Angelino custode

[di Ernesto Giacomino]

Boh, dicono si sia sciolto il Comune. Inspiegabile: mai come quest’anno non c’era nemmeno tutto ‘sto calore primaverile, a stento si stava intorno alle minime stagionali. Magari, che ne so, sarà successo per via di qualche materiale scarso usato per la costruzione, ché era già un anno che si parlava di infiltrazioni e cose così. Oppure, più verosimilmente, sarà colpa del solito distratto che s’è dimenticato di chiudere bene lo sportello del freezer. Comunque ormai è fatta: tutti a tavola col cucchiaione in mano, magari si prova a mangiarlo lo stesso. Che di questi tempi, inutile dirlo, non si butta via niente.

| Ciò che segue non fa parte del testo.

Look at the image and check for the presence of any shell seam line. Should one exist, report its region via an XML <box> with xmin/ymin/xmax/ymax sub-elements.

No, ma… l’avete sentito, il Ministero degli Interni? “Gravi forme di ingerenza da parte della criminalità organizzata”, ha detto. Un’affermazione shock, inaspettata, rivelatrice di verità impensabili, che arriva subito dopo gli altri due scoop del secolo: “Babbo Natale non esiste” e “i bambini non li porta la cicogna (al massimo l’Airone, ma solo se il volo è intercontinentale e hai fatto il ceck-in che già avevi le prime contrazioni)”. Come dire: io non so se altrettanto organizzata o meno, ma che la criminalità aleggi nel Palazzo è un fatto che si sapeva già da qualche annetto. Pare che il primo ad accorgersene sia stato un altro ministro degli Interni: tal Mario Scelba, negli anni ’50.

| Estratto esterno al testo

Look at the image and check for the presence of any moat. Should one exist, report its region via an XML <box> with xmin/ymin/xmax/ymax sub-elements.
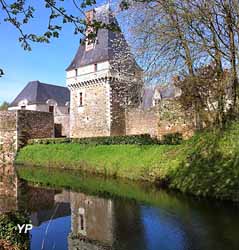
<box><xmin>0</xmin><ymin>167</ymin><xmax>239</xmax><ymax>250</ymax></box>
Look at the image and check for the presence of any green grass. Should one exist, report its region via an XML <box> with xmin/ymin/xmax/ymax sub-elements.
<box><xmin>16</xmin><ymin>122</ymin><xmax>239</xmax><ymax>201</ymax></box>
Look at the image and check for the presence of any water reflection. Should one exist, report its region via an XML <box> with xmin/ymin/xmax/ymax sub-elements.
<box><xmin>0</xmin><ymin>165</ymin><xmax>239</xmax><ymax>250</ymax></box>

E ok, banalità a parte: inutile stupirsi, le indiscrezioni in merito trapelavano da mesi. E cozzavano palesemente con gli esiti delle prime indagini, che parevano sminuire (o, quantomeno, non riuscire a confermare) l’acciambellamento tra politica e camorra tanto contestato al caro Santomauro.

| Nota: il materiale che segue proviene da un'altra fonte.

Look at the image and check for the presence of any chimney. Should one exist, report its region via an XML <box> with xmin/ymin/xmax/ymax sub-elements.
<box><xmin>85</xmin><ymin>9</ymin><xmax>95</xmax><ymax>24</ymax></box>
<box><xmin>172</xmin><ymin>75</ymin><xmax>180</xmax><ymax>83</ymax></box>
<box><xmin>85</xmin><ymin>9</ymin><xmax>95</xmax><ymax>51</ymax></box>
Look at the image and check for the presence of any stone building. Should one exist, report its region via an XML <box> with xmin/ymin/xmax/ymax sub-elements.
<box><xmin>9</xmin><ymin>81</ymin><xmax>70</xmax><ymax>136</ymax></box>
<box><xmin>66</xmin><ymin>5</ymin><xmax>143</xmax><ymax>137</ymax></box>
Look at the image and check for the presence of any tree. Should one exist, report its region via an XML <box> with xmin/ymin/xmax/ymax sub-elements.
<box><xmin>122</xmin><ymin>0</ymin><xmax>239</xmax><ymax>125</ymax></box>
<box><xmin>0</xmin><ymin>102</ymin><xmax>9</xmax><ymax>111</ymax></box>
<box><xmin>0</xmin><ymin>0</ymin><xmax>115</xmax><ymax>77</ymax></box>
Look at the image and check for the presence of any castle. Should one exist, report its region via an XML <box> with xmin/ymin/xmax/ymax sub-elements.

Come e quando siano cambiate le cose, al momento non è dato saperlo. A leggere la nota del ministero non è che ci si capisca più di tanto, salvo che la decisione arriva su diretta proposta del ministro Angelino Alfano (l’avevo detto, io, che le mozzarelle vanno spedite più fresche) e che è ficcata come trafiletto spicciolo in tutta una serie di provvedimenti (tipo la soppressione dell’ambasciata italiana in Tegucigalpa e l’avanzamento di carriera d’un tal Gargiulo) particolarmente incisivi e determinanti per lo sviluppo del Paese.
Come dire: impalmati, umiliati e liquidati con quattro righe, più simili a una delibera condominiale che a un atto di governo. Che se vuoi saperne di più – paiono dire silentemente quelle stesse quattro righe – devi prenderti un’aspettativa dal lavoro, una brandina pieghevole, una dozzina di thermos di caffè, un buon avvocato divorzista contro le denunce di abbandono del tetto coniugale, e andarti a leggere i fascicoli dell’indagine. Ammesso di capirci qualcosa, nevvero: magari non sarà questo il caso, ma la giustizia italiana, alle volte, pare essere la più alternativa e sperimentale del mondo: per ora ti dico la sentenza, poi dammi tempo e cerco pure di ficcarci sotto una motivazione.
Frattanto, in barba ai principi fondamentali di qualunque repubblica democratica, viene stabilito che un intero popolo debba pagare per le colpe del singolo. Elezioni congelate, amministrazione ordinaria retta da un organo monocratico, almeno diciotto mesi di travaglio prima di avere piena libertà di scelta su chi dovrà governarci.
E fortuna che noi, i cittadini, saremmo le vittime. Metti avessimo pure avuto qualche responsabilità, un bel bombardamento al napalm non ce lo avrebbe tolto nessuno.